APS Topical Group on Compression of Condensed Matter
- Founded: 1984
- Type: Professional Organization
- Focus: High pressures in condensed matter
- Region served: Worldwide
- Method: Conferences, Publications
- Members: 400
- Chair: Peter Celliers (2023)
- Website: https://engage.aps.org/gccm/home

= Topical Group on Compression of Condensed Matter =

The Topical Group on Compression of Condensed Matter (GCCM) is a Unit of the American Physical Society (APS). The objective of the GCCM is the advancement and dissemination of knowledge on the physics of materials under high-pressure loading including shock physics, the effect of shock waves on materials, dynamic behavior of materials, and materials in extremes. Originally formed in 1984 as the Topical Group on the Shock Compression of Condensed Matter, the group has sponsored the Biennial International Conference on Shock Compression of Condensed Matter (SCCM) and awards the George E. Duvall Shock Compression Science Award.
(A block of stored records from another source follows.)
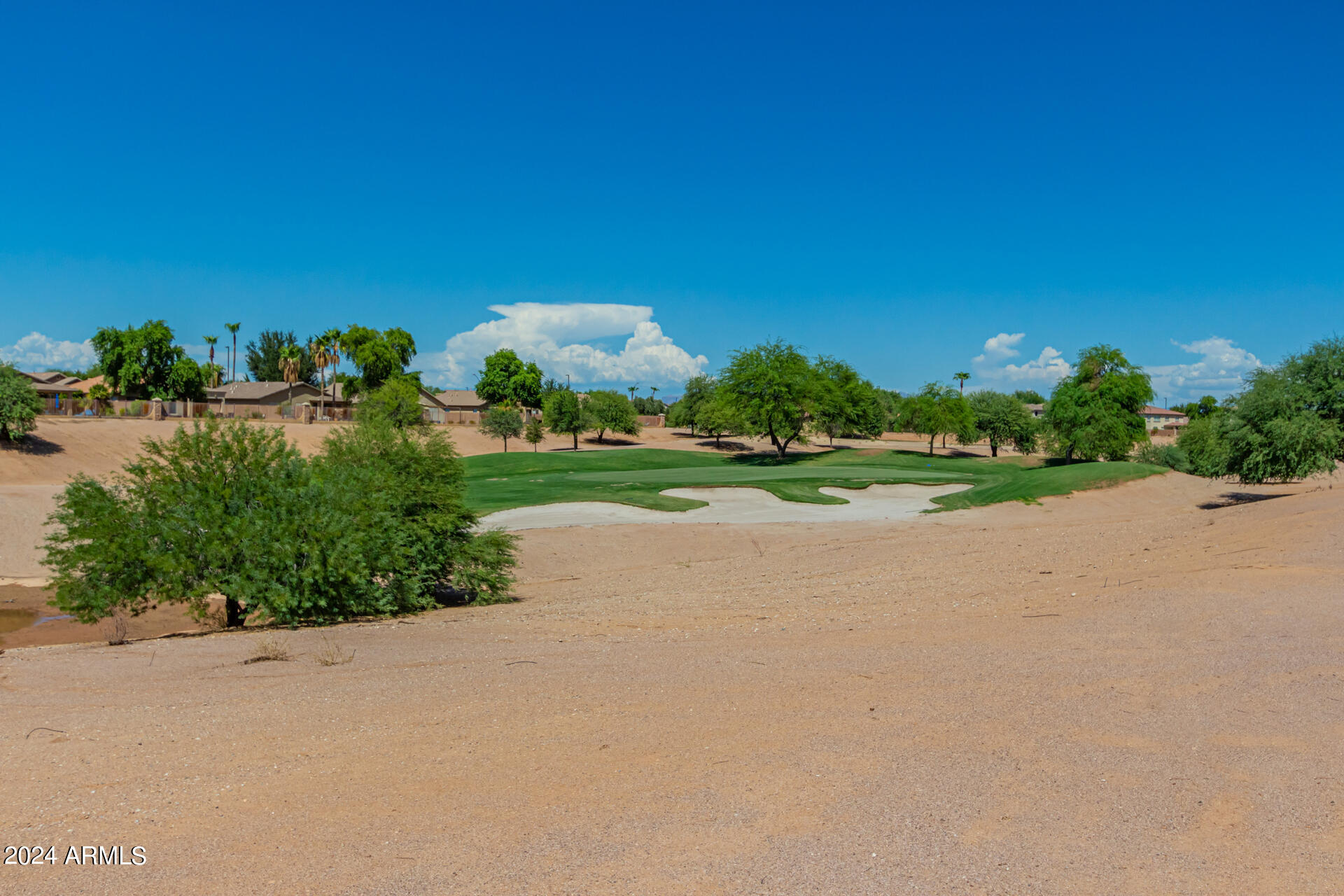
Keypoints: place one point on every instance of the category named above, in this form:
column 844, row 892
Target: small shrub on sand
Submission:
column 269, row 648
column 330, row 653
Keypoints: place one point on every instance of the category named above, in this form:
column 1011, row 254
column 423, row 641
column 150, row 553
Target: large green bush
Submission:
column 375, row 524
column 19, row 405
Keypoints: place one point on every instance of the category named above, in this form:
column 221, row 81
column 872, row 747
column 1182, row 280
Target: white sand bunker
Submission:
column 734, row 505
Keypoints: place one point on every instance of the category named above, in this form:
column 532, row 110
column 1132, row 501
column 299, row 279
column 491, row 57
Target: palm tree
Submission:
column 321, row 358
column 210, row 342
column 233, row 359
column 289, row 360
column 331, row 348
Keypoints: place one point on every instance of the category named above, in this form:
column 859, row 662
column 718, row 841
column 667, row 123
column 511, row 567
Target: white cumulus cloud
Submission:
column 1221, row 368
column 38, row 352
column 566, row 339
column 1046, row 368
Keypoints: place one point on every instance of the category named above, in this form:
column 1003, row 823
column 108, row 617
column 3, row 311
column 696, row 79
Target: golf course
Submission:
column 640, row 476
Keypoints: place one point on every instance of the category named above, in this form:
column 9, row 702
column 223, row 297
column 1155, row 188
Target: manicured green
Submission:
column 638, row 476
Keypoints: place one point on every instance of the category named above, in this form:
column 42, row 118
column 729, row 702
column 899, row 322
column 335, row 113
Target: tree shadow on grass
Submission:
column 1236, row 498
column 724, row 447
column 609, row 440
column 34, row 445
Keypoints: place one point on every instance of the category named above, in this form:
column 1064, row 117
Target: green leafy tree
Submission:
column 141, row 362
column 1205, row 448
column 773, row 388
column 1315, row 379
column 1096, row 412
column 566, row 415
column 19, row 405
column 378, row 356
column 720, row 416
column 375, row 524
column 696, row 391
column 1275, row 431
column 609, row 410
column 550, row 387
column 1004, row 421
column 939, row 410
column 1168, row 456
column 503, row 422
column 1206, row 406
column 534, row 433
column 267, row 351
column 648, row 405
column 396, row 402
column 507, row 381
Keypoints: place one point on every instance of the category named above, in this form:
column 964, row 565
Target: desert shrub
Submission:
column 19, row 405
column 375, row 524
column 397, row 402
column 1168, row 456
column 269, row 648
column 330, row 653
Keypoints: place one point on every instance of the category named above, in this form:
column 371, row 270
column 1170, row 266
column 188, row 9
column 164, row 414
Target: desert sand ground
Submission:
column 1126, row 691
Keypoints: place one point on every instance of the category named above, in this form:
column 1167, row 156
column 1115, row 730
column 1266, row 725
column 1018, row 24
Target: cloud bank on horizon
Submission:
column 38, row 352
column 1221, row 368
column 566, row 339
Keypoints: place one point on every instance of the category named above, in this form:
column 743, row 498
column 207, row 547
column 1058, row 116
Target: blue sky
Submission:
column 909, row 187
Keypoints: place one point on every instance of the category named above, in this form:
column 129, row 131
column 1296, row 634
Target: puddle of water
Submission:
column 15, row 620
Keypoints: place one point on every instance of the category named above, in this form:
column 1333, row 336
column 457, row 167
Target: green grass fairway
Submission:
column 636, row 476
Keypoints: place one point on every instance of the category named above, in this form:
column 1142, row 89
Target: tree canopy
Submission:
column 696, row 391
column 503, row 422
column 264, row 356
column 507, row 379
column 1096, row 412
column 141, row 362
column 378, row 356
column 19, row 405
column 565, row 415
column 772, row 388
column 374, row 524
column 397, row 402
column 1280, row 429
column 608, row 410
column 846, row 403
column 1004, row 421
column 939, row 410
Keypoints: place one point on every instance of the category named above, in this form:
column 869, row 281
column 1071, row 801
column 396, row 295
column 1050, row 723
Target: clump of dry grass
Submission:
column 269, row 648
column 330, row 653
column 116, row 629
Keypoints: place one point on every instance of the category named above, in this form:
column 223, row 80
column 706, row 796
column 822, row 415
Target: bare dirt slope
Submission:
column 1130, row 691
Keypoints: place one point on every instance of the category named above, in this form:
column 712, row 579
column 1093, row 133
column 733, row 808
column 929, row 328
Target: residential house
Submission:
column 265, row 399
column 1158, row 418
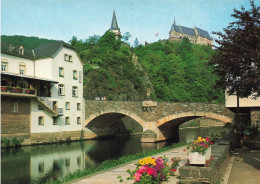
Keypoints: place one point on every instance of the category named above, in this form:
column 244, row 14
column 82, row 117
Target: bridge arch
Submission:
column 123, row 112
column 196, row 114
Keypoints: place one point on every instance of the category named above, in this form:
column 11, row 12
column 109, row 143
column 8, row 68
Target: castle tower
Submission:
column 114, row 26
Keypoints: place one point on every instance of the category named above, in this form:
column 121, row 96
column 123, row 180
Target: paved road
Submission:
column 246, row 167
column 110, row 176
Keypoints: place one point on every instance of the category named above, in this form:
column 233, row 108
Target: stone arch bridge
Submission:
column 160, row 120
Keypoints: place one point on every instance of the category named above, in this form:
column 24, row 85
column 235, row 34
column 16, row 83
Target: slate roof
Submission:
column 183, row 29
column 203, row 33
column 114, row 25
column 43, row 51
column 190, row 31
column 49, row 49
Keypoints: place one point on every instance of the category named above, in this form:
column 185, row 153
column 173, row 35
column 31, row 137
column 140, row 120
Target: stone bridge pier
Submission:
column 160, row 120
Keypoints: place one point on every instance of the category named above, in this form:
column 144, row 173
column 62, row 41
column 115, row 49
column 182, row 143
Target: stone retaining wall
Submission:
column 212, row 174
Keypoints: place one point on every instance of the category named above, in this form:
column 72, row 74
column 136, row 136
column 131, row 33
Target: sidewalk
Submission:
column 110, row 176
column 243, row 167
column 246, row 166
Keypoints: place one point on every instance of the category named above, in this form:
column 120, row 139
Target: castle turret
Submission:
column 114, row 26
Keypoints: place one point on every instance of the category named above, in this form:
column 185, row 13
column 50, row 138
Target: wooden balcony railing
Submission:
column 16, row 90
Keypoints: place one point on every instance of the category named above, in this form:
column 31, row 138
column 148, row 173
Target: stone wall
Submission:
column 255, row 117
column 15, row 122
column 212, row 174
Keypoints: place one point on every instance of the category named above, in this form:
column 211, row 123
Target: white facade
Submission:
column 41, row 120
column 231, row 101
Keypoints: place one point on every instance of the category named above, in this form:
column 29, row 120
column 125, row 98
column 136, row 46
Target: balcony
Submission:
column 16, row 91
column 50, row 106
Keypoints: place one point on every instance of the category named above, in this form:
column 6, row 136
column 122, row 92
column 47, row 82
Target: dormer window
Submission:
column 21, row 50
column 11, row 48
column 22, row 68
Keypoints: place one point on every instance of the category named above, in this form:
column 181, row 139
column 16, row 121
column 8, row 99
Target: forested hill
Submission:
column 27, row 42
column 179, row 71
column 175, row 71
column 110, row 69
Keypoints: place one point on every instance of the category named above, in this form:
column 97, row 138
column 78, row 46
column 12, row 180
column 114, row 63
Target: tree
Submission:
column 238, row 55
column 136, row 43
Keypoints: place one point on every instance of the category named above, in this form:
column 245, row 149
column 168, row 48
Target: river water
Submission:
column 38, row 164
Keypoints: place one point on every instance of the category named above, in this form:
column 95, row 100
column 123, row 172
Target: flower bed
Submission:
column 200, row 151
column 152, row 170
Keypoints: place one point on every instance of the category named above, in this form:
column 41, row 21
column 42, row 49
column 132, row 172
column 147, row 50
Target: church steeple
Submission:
column 114, row 26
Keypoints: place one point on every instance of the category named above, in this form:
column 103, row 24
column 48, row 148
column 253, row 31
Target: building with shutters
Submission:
column 41, row 91
column 195, row 34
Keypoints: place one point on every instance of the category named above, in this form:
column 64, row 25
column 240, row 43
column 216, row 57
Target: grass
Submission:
column 112, row 163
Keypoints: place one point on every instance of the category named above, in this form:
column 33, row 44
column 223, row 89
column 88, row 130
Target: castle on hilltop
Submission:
column 195, row 35
column 114, row 26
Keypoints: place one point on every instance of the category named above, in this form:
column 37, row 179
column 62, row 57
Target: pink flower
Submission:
column 137, row 176
column 155, row 173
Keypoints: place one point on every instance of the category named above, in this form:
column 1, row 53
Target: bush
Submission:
column 7, row 143
column 17, row 142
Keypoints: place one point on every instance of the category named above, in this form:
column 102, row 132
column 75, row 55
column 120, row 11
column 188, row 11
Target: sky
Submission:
column 62, row 19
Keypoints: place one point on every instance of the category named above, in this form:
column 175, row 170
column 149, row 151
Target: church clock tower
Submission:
column 114, row 26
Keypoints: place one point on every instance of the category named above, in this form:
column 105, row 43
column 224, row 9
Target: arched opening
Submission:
column 169, row 126
column 113, row 124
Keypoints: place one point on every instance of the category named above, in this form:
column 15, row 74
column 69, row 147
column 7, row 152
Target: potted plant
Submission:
column 152, row 170
column 199, row 151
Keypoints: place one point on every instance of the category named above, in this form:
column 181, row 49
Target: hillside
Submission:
column 179, row 71
column 110, row 69
column 28, row 42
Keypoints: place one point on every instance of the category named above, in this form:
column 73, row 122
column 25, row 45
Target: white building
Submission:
column 42, row 91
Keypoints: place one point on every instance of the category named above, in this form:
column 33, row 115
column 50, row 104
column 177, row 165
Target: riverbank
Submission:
column 115, row 163
column 110, row 175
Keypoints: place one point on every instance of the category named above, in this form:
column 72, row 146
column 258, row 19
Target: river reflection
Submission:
column 38, row 164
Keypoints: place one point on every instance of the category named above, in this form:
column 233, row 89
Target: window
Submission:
column 70, row 58
column 41, row 167
column 67, row 121
column 67, row 162
column 4, row 67
column 15, row 105
column 40, row 107
column 61, row 72
column 55, row 120
column 61, row 89
column 67, row 106
column 66, row 57
column 21, row 50
column 41, row 120
column 79, row 76
column 78, row 120
column 78, row 107
column 74, row 91
column 22, row 68
column 75, row 74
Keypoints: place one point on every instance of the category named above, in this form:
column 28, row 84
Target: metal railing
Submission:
column 17, row 90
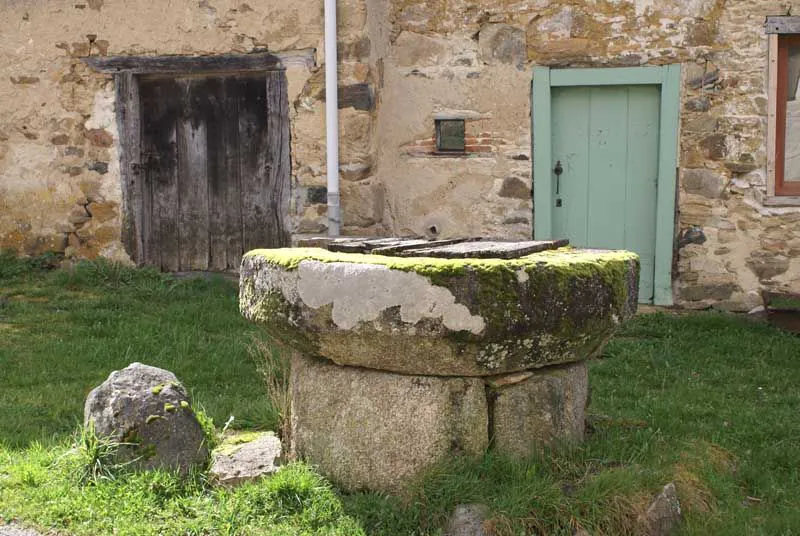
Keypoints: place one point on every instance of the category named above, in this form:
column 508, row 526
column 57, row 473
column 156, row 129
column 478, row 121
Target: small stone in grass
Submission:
column 245, row 457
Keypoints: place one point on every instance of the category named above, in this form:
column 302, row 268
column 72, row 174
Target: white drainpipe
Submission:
column 332, row 118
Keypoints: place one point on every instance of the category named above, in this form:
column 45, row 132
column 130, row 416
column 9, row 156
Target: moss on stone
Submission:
column 290, row 259
column 230, row 445
column 548, row 307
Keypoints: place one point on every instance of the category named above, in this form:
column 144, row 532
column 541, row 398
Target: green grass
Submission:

The Topical Group changed to its current name in 2023 to reflect a broader community including static high compression experiments.

While specific topics and session names are set for each Biennial SCCM Conference, frequent topics include:
- Detonation and shock induced chemistry
- Energetic and reactive materials
- Equations of State
- Experimental developments
- First-principles and molecular dynamics
- Geophysics and planetary science
- Grain scale to continuum modeling
- High-energy density physics/Warm dense matter
- Inelastic deformations, fracture, and spall
- Materials Strength
- Particulate, porous, and composite materials
- Phase transitions
- Soft matter, polymers, and biomaterials

Recently one-off focused sessions have been organized on topics such as:
- X-ray free electron lasers and materials, Velocimetry diagnostic development, and Turbulence and Mixing
- Deep Carbon Budget, High Energy Density Materials, and Dynamic Response of Materials
- Post Shock Turbulence, Meso and Macro Scales, and Material Strength at High Pressure

The Topical Group publishes a series of Proceeds from the conferences, with the majority of proceedings published by the American Institute of Physics (1981, 1993 to 2011.) For the 2013 conference the proceeds was published by the Institute of Physics and was Open Access for the first time.